Some founders I coach hate hearing that. Real entrepreneurs get it. A founder’s focus on being rich is one criteria I use to filter out seed investment opportunities. I do so because if someone is too concerned with lining their own pockets, they won’t be concerned enough with building a business, crafting a corporate culture, or taking care of their employees – all of which ironically are necessary for a founder to get rich.
The transient value of money
One reason money is not a worthy objective is because cash is of transient value. Yes, you can buy many fancy and luxurious things. But these are items of comfort and amusement and not anything that creates human value.
One aspect of Silicon Valley culture I am delighted with is the near universal attitude of giving away fortunes in personal wealth in order to improve humanity.

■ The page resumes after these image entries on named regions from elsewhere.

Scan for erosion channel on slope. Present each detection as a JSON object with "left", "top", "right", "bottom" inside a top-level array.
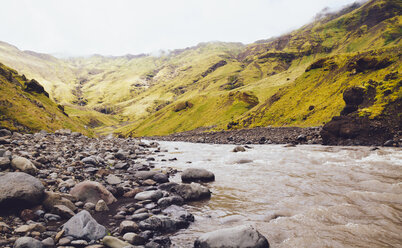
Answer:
[{"left": 157, "top": 142, "right": 402, "bottom": 247}]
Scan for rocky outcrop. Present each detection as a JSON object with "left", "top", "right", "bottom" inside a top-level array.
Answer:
[
  {"left": 194, "top": 225, "right": 269, "bottom": 248},
  {"left": 25, "top": 79, "right": 49, "bottom": 97},
  {"left": 320, "top": 87, "right": 400, "bottom": 146},
  {"left": 63, "top": 210, "right": 107, "bottom": 241},
  {"left": 181, "top": 168, "right": 215, "bottom": 183},
  {"left": 0, "top": 172, "right": 45, "bottom": 210},
  {"left": 70, "top": 181, "right": 116, "bottom": 204}
]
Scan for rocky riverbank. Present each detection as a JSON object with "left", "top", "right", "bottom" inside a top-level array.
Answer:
[
  {"left": 0, "top": 130, "right": 260, "bottom": 248},
  {"left": 146, "top": 127, "right": 322, "bottom": 144}
]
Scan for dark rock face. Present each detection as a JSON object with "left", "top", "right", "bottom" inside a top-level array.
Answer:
[
  {"left": 0, "top": 172, "right": 45, "bottom": 209},
  {"left": 14, "top": 237, "right": 44, "bottom": 248},
  {"left": 70, "top": 181, "right": 116, "bottom": 204},
  {"left": 321, "top": 116, "right": 392, "bottom": 145},
  {"left": 181, "top": 168, "right": 215, "bottom": 182},
  {"left": 320, "top": 87, "right": 399, "bottom": 145},
  {"left": 63, "top": 210, "right": 107, "bottom": 241},
  {"left": 343, "top": 87, "right": 364, "bottom": 106},
  {"left": 25, "top": 79, "right": 49, "bottom": 97},
  {"left": 194, "top": 225, "right": 269, "bottom": 248}
]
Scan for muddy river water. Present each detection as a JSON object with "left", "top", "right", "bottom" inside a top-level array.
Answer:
[{"left": 155, "top": 142, "right": 402, "bottom": 248}]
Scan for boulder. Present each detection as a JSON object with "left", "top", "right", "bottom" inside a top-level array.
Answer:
[
  {"left": 0, "top": 172, "right": 45, "bottom": 209},
  {"left": 123, "top": 232, "right": 146, "bottom": 245},
  {"left": 106, "top": 174, "right": 121, "bottom": 185},
  {"left": 119, "top": 220, "right": 138, "bottom": 234},
  {"left": 0, "top": 129, "right": 12, "bottom": 137},
  {"left": 95, "top": 200, "right": 109, "bottom": 212},
  {"left": 232, "top": 146, "right": 246, "bottom": 152},
  {"left": 11, "top": 156, "right": 38, "bottom": 175},
  {"left": 158, "top": 195, "right": 184, "bottom": 207},
  {"left": 139, "top": 215, "right": 190, "bottom": 233},
  {"left": 13, "top": 237, "right": 43, "bottom": 248},
  {"left": 134, "top": 171, "right": 169, "bottom": 183},
  {"left": 174, "top": 183, "right": 211, "bottom": 201},
  {"left": 42, "top": 191, "right": 77, "bottom": 211},
  {"left": 63, "top": 210, "right": 107, "bottom": 241},
  {"left": 0, "top": 157, "right": 11, "bottom": 170},
  {"left": 194, "top": 225, "right": 269, "bottom": 248},
  {"left": 70, "top": 181, "right": 117, "bottom": 204},
  {"left": 181, "top": 168, "right": 215, "bottom": 182},
  {"left": 134, "top": 190, "right": 163, "bottom": 201},
  {"left": 102, "top": 236, "right": 130, "bottom": 248}
]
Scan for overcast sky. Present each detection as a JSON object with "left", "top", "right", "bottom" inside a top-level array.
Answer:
[{"left": 0, "top": 0, "right": 354, "bottom": 55}]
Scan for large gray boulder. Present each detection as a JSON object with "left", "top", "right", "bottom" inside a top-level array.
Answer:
[
  {"left": 13, "top": 237, "right": 44, "bottom": 248},
  {"left": 175, "top": 183, "right": 211, "bottom": 201},
  {"left": 0, "top": 172, "right": 45, "bottom": 209},
  {"left": 158, "top": 182, "right": 211, "bottom": 201},
  {"left": 70, "top": 181, "right": 117, "bottom": 204},
  {"left": 134, "top": 190, "right": 163, "bottom": 201},
  {"left": 11, "top": 156, "right": 38, "bottom": 175},
  {"left": 194, "top": 225, "right": 269, "bottom": 248},
  {"left": 181, "top": 168, "right": 215, "bottom": 183},
  {"left": 63, "top": 210, "right": 107, "bottom": 241}
]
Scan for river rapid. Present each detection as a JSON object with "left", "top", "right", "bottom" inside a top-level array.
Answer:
[{"left": 153, "top": 142, "right": 402, "bottom": 248}]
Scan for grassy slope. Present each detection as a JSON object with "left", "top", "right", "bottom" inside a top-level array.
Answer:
[
  {"left": 0, "top": 0, "right": 402, "bottom": 136},
  {"left": 0, "top": 64, "right": 92, "bottom": 135},
  {"left": 118, "top": 1, "right": 401, "bottom": 135}
]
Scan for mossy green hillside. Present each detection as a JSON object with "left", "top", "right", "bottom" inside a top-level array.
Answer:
[{"left": 0, "top": 64, "right": 92, "bottom": 135}]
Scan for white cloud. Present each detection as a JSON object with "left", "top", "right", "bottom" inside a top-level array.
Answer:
[{"left": 0, "top": 0, "right": 354, "bottom": 55}]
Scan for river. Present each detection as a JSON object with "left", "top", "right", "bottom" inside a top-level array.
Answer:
[{"left": 152, "top": 142, "right": 402, "bottom": 248}]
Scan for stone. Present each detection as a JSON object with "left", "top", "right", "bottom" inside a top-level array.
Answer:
[
  {"left": 233, "top": 146, "right": 246, "bottom": 152},
  {"left": 81, "top": 157, "right": 98, "bottom": 165},
  {"left": 13, "top": 237, "right": 43, "bottom": 248},
  {"left": 52, "top": 205, "right": 74, "bottom": 219},
  {"left": 42, "top": 237, "right": 55, "bottom": 247},
  {"left": 194, "top": 225, "right": 269, "bottom": 248},
  {"left": 158, "top": 195, "right": 184, "bottom": 207},
  {"left": 43, "top": 213, "right": 61, "bottom": 221},
  {"left": 11, "top": 156, "right": 38, "bottom": 175},
  {"left": 138, "top": 215, "right": 190, "bottom": 233},
  {"left": 170, "top": 183, "right": 211, "bottom": 201},
  {"left": 102, "top": 236, "right": 130, "bottom": 248},
  {"left": 42, "top": 191, "right": 77, "bottom": 211},
  {"left": 123, "top": 188, "right": 142, "bottom": 198},
  {"left": 70, "top": 181, "right": 117, "bottom": 205},
  {"left": 0, "top": 157, "right": 11, "bottom": 170},
  {"left": 181, "top": 168, "right": 215, "bottom": 182},
  {"left": 123, "top": 232, "right": 146, "bottom": 245},
  {"left": 83, "top": 202, "right": 96, "bottom": 211},
  {"left": 130, "top": 213, "right": 151, "bottom": 221},
  {"left": 20, "top": 209, "right": 37, "bottom": 221},
  {"left": 70, "top": 239, "right": 88, "bottom": 247},
  {"left": 134, "top": 171, "right": 169, "bottom": 183},
  {"left": 0, "top": 129, "right": 12, "bottom": 137},
  {"left": 95, "top": 200, "right": 109, "bottom": 212},
  {"left": 119, "top": 220, "right": 138, "bottom": 234},
  {"left": 134, "top": 190, "right": 163, "bottom": 201},
  {"left": 106, "top": 174, "right": 121, "bottom": 185},
  {"left": 0, "top": 172, "right": 45, "bottom": 209},
  {"left": 63, "top": 210, "right": 107, "bottom": 241}
]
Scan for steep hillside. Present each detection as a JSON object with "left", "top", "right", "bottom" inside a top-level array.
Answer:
[
  {"left": 0, "top": 0, "right": 402, "bottom": 136},
  {"left": 0, "top": 64, "right": 91, "bottom": 135}
]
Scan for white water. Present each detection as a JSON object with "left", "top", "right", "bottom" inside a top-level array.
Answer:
[{"left": 154, "top": 142, "right": 402, "bottom": 248}]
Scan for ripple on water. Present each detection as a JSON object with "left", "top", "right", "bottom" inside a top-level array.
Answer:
[{"left": 161, "top": 142, "right": 402, "bottom": 248}]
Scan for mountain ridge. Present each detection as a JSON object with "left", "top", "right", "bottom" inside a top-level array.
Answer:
[{"left": 0, "top": 0, "right": 402, "bottom": 140}]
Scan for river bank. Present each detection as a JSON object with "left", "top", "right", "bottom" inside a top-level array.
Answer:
[
  {"left": 0, "top": 129, "right": 217, "bottom": 248},
  {"left": 143, "top": 127, "right": 322, "bottom": 144}
]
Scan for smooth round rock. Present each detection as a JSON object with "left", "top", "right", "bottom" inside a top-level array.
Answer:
[
  {"left": 194, "top": 225, "right": 269, "bottom": 248},
  {"left": 0, "top": 172, "right": 45, "bottom": 209},
  {"left": 181, "top": 168, "right": 215, "bottom": 183}
]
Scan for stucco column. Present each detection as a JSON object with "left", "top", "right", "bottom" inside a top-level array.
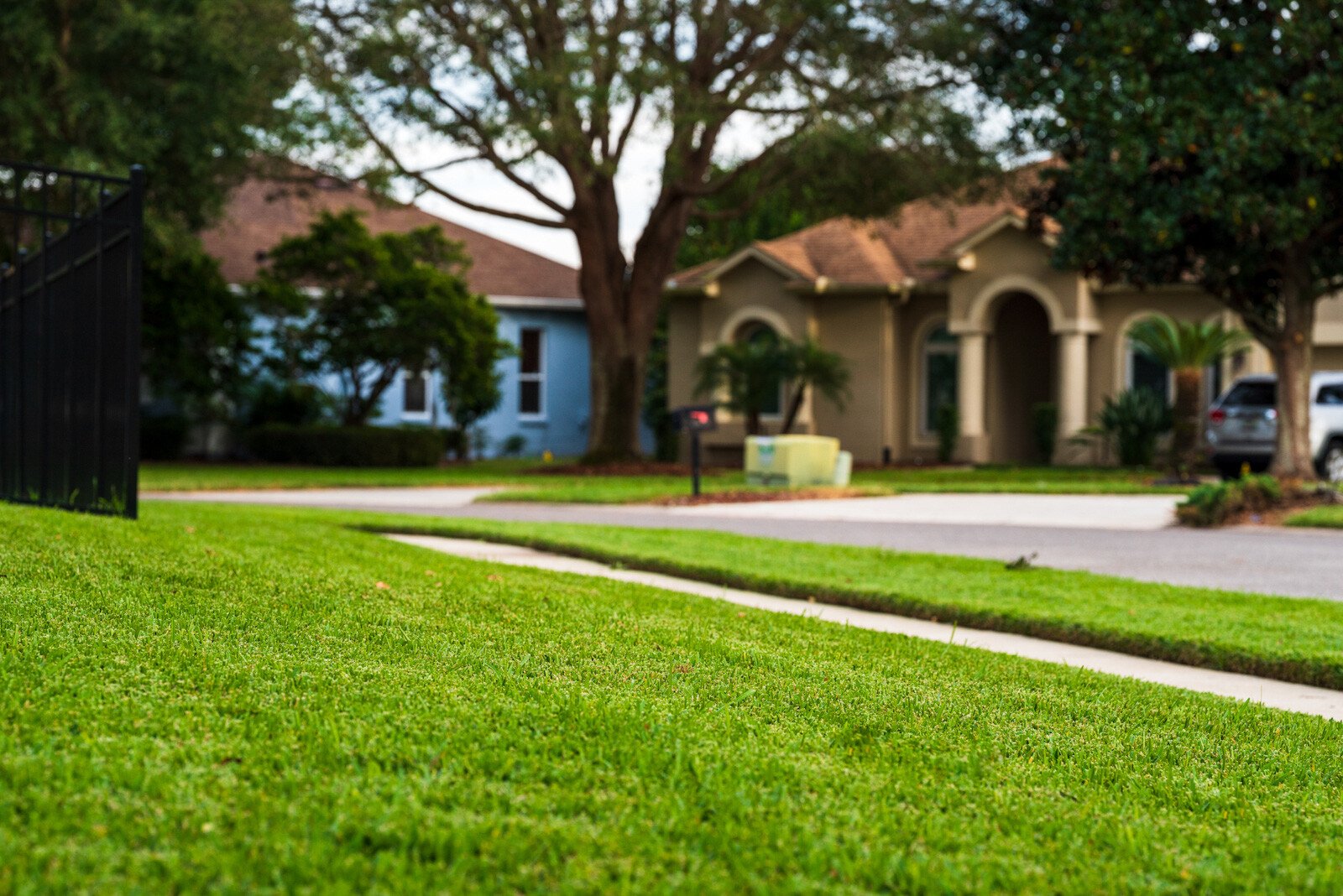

Our locally minted billionaires routinely shed most of their lucre, knowing that what little they keep is more than sufficient for a luxurious lifestyle.
They understand that they were not primarily in business to be rich, but to change things. Once they earned more money than they could possibly spend, they sought to use that money to continue changing things through charity.
The permanent value of achievement
This is the nature of entrepreneurialism – the desire for change.
Change comes in many forms. One can change a market, as Apple did with iPhones. You can change an industry, as Linus Torvalds did by creating and maintaining the Linux operating system. You can change the world, as Ronald Reagan did by encouraging and facilitating the fall of the Soviet Union.
Creating change is an achievement, and achieving things is hugely motivating. In my book Tough Things First I tell the story of how, as a teenager, I mastered the high hurdles, despite functional handicaps (short legs, having to jump using alternate leading legs, etc.). There was no money involved in high school track and field events. But there was a great sense of accomplishment when the school’s track coach, who once told me I could not run high hurdles, had to hand me the medal for winning the championship.
This sense of accomplishment is what does and should drive most entrepreneurs. At times it is understated, as when a technically minded founder is exploring what is possible with a product. Other times it is nearly messianic as a business leader seeks to dominate their industry. In the middle you have those startup CEOs who find joy in the minutia of building their business and being as involved in every aspect of it as they can.
On rare occasions, a founder demonstrates all three elements.
The enduring value of business
Discussed too little is the value of building an enduring business.
When one creates a company that outlasts the founders and his grandchildren, then there is a level of accomplishment that is historic. It can be as iconic as the 130-year-old American beverage company Coca Cola (founded in 1886) or as obscure as the Japanese construction company Kongō Gumi (founded in 578 and operated for 1,428 years).
Such empires require more than a strong leader, because leaders grow old and die. It requires establishing a mission in which generations of employees believe, a corporate culture that guides their decisions and directions, and a public trust that institutionalizes a brand.
Foremost in creating enduring businesses is creating great employees. I told Micrel employees I might not make them rich, but I would help them to be better people. So much of Micrel corporate culture focused on the dignity of every individual. By focusing more on people than profits, we elevated both.
What is your motivation
Before developing your product and launching your startup, search your soul. Be sure of your motivations. I hope you do get rich, but even more I hope you have purpose, as that makes getting rich that much easier.